Microservices on AWS
AWS Whitepaper

Auditing

Another challenge to address in microservices architectures with potentially hundreds of distributed services is to ensure visibility of user actions on all services and to be able to get a good overall view at an organizational level. To help enforce security policies, it is important to audit both resource access as well as activities leading to system changes. Changes must be tracked on the level of individual services and on the wider system across services. It is typical in microservices architectures that changes happen very often, which means that auditing change becomes even more important. In this section, we look at the key services and features within AWS that can help audit your microservices architecture.

Audit Trail

AWS CloudTrail is a useful tool for tracking change in microservices because it enables all API calls made on the AWS Cloud to be logged and passed to either CloudWatch Logs in near real time or to Amazon S3 within several minutes.

Note

CloudTrail is a web service that records AWS API calls for your account and delivers log files to you. This includes those taken on the AWS Management Console, the AWS CLI, SDKs, and calls made directly to the AWS API.

All user actions and automated systems become searchable and can be analyzed for unexpected behavior, company policy violations, or debugging. Information recorded includes user/account information, a timestamp, the service that was called along with the action requested, the IP address of the caller, as well as request parameters and response elements.

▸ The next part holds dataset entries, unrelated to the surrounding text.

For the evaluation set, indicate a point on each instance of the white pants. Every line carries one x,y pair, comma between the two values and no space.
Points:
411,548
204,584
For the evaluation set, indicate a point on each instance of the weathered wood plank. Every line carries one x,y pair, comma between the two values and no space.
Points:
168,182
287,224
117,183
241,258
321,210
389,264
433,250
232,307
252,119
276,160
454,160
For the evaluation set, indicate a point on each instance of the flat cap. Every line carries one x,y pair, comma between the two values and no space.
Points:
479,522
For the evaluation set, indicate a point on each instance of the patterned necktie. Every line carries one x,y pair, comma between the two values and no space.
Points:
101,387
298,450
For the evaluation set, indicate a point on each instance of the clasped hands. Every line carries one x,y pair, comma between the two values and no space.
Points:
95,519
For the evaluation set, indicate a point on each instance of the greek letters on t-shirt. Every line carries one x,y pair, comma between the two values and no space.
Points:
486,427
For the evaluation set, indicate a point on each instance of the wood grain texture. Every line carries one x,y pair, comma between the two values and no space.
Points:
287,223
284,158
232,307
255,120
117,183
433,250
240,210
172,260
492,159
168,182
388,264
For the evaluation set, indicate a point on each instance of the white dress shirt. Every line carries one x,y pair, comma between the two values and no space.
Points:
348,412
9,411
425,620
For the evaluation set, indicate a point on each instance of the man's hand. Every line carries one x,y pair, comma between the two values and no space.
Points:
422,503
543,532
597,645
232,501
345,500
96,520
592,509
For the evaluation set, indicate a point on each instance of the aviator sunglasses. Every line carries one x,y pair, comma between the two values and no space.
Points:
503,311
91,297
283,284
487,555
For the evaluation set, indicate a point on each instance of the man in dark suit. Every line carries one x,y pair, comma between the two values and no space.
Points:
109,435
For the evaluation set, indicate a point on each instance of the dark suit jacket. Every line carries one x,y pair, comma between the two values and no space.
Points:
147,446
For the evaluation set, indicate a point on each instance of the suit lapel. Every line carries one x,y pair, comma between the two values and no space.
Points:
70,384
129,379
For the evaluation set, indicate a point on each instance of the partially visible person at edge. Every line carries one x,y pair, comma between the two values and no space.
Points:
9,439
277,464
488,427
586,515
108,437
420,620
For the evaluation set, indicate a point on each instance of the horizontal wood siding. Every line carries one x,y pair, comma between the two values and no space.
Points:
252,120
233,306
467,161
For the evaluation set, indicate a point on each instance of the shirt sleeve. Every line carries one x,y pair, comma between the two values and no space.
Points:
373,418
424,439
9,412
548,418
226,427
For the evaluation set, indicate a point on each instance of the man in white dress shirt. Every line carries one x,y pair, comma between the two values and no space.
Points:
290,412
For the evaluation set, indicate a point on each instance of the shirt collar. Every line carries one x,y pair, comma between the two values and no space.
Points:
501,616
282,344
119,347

CloudTrail allows the definition of multiple trails for the same account, which allows different stakeholders, such as security administrators, software developers, or IT auditors, to create and manage their own trail. If microservice teams have different AWS accounts, it is possible to aggregate trails into a single S3 bucket.

Storing CloudTrail log files in S3 buckets has a few advantages: trail data is stored durably, new files can trigger an SNS notification or start a Lambda function to parse the log file, and data can be automatically archived into Amazon Glacier via lifecycle policies. In addition (and as described earlier in the performance monitoring section), services like Amazon EMR or Amazon Redshift can be leveraged to further analyze the data.

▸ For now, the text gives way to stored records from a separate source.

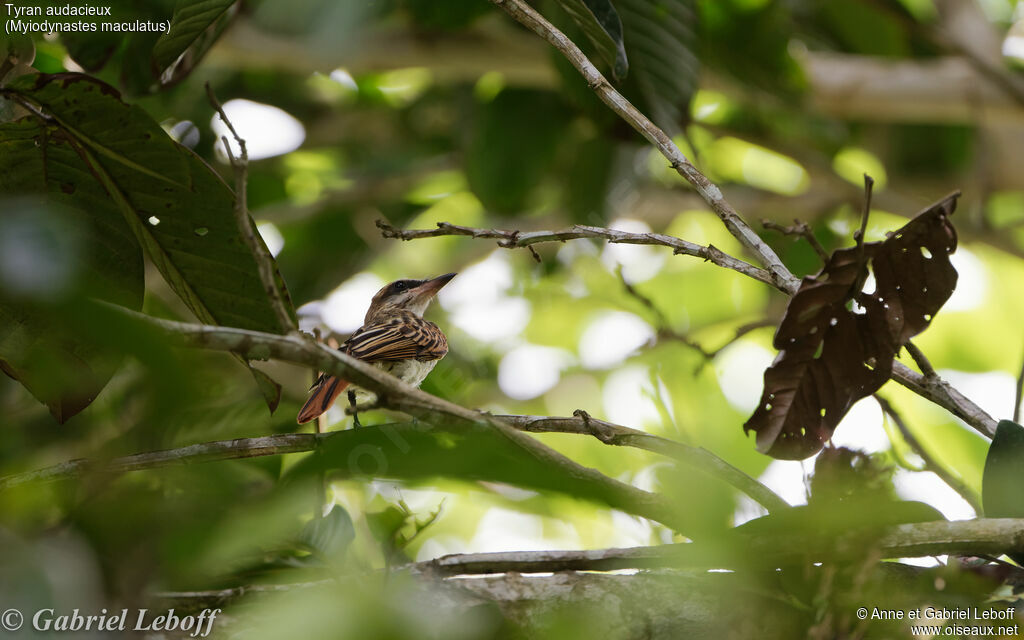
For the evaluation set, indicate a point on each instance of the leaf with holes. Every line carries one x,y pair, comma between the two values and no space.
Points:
660,37
195,28
177,208
837,342
600,22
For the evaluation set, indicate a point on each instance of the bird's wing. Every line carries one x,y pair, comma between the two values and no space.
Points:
397,338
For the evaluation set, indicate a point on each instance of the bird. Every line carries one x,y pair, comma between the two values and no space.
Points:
393,337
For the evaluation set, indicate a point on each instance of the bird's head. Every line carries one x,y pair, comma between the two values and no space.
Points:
411,295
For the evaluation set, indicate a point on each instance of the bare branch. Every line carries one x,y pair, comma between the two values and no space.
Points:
982,536
619,435
665,330
971,538
516,239
525,14
940,392
931,464
264,261
935,389
207,452
802,229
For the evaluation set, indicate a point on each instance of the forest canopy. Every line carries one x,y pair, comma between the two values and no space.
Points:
735,316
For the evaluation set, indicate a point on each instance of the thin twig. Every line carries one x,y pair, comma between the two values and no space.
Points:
935,390
921,359
525,14
742,331
264,261
940,392
931,464
515,239
1019,395
858,236
194,454
665,330
971,538
802,229
298,442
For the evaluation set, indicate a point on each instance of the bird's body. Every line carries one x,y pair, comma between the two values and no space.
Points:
393,337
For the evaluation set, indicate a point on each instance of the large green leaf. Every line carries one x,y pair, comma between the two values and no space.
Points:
195,27
178,208
512,146
1003,481
600,22
60,243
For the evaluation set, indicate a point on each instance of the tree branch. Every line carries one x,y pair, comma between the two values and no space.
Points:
525,14
396,394
206,452
517,239
264,261
299,442
932,388
971,538
940,392
802,229
619,435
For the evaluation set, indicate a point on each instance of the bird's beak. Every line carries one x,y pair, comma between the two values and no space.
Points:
430,288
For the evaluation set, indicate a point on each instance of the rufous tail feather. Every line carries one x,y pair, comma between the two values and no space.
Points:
322,398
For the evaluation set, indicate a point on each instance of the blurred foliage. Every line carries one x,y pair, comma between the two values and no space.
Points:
420,112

The advantages of storing the audit trails in CloudWatch are that trail data is generated in real time and rerouting information to Amazon ES for search and visualization becomes very easy. It is possible to configure CloudTrail to log into both Amazon S3 and CloudWatch Logs.

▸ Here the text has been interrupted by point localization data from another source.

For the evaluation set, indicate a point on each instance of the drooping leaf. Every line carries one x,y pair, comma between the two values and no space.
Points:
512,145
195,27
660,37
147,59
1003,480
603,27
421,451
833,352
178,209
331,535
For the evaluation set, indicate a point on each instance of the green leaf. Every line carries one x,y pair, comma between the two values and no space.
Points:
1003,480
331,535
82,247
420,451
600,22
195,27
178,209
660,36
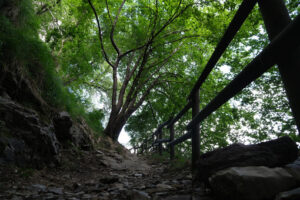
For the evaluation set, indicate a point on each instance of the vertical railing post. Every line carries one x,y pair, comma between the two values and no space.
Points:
160,144
195,131
172,151
276,18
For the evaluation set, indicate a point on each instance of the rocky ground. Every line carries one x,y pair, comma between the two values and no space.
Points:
100,174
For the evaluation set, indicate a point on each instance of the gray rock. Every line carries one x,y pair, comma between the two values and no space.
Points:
274,153
67,131
164,186
295,164
251,183
56,190
139,195
25,140
289,195
39,187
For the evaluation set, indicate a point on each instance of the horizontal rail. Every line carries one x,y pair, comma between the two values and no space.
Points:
239,18
281,46
181,139
180,114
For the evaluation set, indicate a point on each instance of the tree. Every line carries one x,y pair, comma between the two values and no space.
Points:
158,32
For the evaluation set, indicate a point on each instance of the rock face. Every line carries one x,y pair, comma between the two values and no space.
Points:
24,139
252,183
289,195
271,154
67,131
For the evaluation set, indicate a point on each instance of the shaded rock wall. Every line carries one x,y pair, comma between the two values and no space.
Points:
25,140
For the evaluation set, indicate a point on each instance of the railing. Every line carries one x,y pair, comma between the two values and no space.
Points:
279,51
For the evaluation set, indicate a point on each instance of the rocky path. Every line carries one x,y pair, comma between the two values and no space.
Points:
105,175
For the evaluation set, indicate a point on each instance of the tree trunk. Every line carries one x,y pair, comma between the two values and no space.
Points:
273,153
114,127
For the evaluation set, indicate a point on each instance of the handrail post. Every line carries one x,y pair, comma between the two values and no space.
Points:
195,130
172,151
276,18
160,144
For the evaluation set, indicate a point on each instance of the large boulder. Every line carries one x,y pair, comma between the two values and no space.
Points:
273,153
76,133
24,139
289,195
252,183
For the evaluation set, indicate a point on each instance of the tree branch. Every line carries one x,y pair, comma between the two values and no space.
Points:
100,34
113,28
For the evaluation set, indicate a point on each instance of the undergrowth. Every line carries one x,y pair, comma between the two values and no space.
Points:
19,41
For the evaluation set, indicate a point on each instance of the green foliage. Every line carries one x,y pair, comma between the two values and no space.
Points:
76,71
20,43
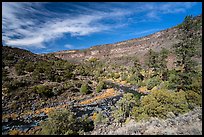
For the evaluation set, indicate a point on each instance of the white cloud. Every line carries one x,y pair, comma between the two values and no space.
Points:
23,29
145,31
68,46
19,31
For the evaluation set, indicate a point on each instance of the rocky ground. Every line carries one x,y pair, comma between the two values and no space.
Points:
186,124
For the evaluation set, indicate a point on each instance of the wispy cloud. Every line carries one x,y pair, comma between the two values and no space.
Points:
28,32
145,32
38,24
69,46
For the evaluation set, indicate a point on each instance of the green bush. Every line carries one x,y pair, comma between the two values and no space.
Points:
194,99
19,67
100,119
59,122
84,88
65,122
30,67
124,107
43,90
153,82
14,84
117,75
159,103
100,86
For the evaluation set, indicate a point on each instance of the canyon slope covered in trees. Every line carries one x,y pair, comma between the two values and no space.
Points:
153,82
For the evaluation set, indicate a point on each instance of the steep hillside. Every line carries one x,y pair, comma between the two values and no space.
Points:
125,50
104,86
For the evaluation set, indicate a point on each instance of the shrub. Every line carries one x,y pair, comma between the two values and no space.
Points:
100,86
43,90
152,82
84,88
159,103
117,75
100,118
124,107
19,69
193,98
30,67
59,122
14,84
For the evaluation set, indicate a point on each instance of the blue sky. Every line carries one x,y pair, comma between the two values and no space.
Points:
44,27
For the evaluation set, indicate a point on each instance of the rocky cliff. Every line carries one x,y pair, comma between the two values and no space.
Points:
129,48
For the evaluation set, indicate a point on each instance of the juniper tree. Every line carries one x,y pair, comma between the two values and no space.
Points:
184,51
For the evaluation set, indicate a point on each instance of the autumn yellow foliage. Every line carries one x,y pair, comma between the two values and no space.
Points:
108,93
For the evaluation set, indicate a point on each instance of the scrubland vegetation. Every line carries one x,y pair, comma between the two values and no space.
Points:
176,90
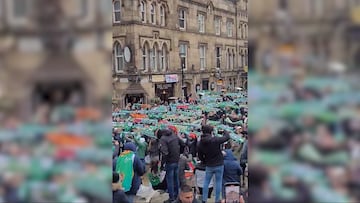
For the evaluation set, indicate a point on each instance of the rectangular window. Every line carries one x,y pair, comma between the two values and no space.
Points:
205,85
142,12
202,57
234,62
229,26
152,59
20,8
162,16
144,59
217,26
152,13
83,4
218,57
182,19
117,11
228,63
283,4
183,56
201,22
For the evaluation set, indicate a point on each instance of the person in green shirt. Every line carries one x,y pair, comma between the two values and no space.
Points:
141,148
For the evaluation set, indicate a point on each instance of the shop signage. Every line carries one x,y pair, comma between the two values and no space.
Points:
171,78
163,86
355,15
157,78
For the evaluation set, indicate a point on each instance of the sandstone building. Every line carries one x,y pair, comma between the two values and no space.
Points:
51,46
319,31
153,40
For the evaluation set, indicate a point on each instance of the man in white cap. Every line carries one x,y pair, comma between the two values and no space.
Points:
141,148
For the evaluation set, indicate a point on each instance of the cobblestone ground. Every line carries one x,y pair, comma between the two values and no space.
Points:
163,197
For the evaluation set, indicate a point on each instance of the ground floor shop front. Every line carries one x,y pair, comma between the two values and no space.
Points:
162,88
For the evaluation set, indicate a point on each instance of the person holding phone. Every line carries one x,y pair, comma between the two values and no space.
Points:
210,154
232,169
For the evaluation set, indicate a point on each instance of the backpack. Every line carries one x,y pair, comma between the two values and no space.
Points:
125,169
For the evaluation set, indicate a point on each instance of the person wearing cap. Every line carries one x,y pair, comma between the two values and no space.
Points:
237,147
118,194
137,170
141,148
211,155
170,156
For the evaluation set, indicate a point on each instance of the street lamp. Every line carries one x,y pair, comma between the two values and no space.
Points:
183,87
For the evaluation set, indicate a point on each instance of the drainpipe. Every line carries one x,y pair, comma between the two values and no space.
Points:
236,31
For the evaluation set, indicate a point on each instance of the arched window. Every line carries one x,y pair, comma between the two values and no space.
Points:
119,57
163,58
144,56
245,31
154,58
162,15
117,11
228,63
143,11
234,60
152,14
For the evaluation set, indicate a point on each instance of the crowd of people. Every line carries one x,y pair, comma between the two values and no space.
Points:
62,155
186,150
305,143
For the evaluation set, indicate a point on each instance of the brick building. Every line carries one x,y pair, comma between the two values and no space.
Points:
157,42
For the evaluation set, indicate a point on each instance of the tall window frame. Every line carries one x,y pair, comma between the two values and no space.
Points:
142,11
202,53
153,13
119,57
201,23
182,19
117,11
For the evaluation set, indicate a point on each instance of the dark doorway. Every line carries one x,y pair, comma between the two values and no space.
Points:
205,85
53,94
357,58
164,91
134,98
251,55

Events and Real-Time Actions

There are certain changes in systems architectures that must be responded to quickly, and an action to remediate must be performed, or specific governance procedures to authorize must be followed.

Note

CloudWatch Events delivers a near real-time stream of system events that describe changes in AWS resources. Declarative rules associate events of interest with automated actions to be taken.

The integration of CloudWatch Events with CloudTrail allows CloudWatch Events to generate events for all mutating API calls across all AWS services. It’s also possible to define custom events or generate events based on a fixed schedule.

When an event is fired and matches a rule that you defined in your system, the right people in your organization can be immediately notified. This allows them to take the appropriate action. Even better, it’s possible to automatically trigger built-in workflows or invoke a Lambda function.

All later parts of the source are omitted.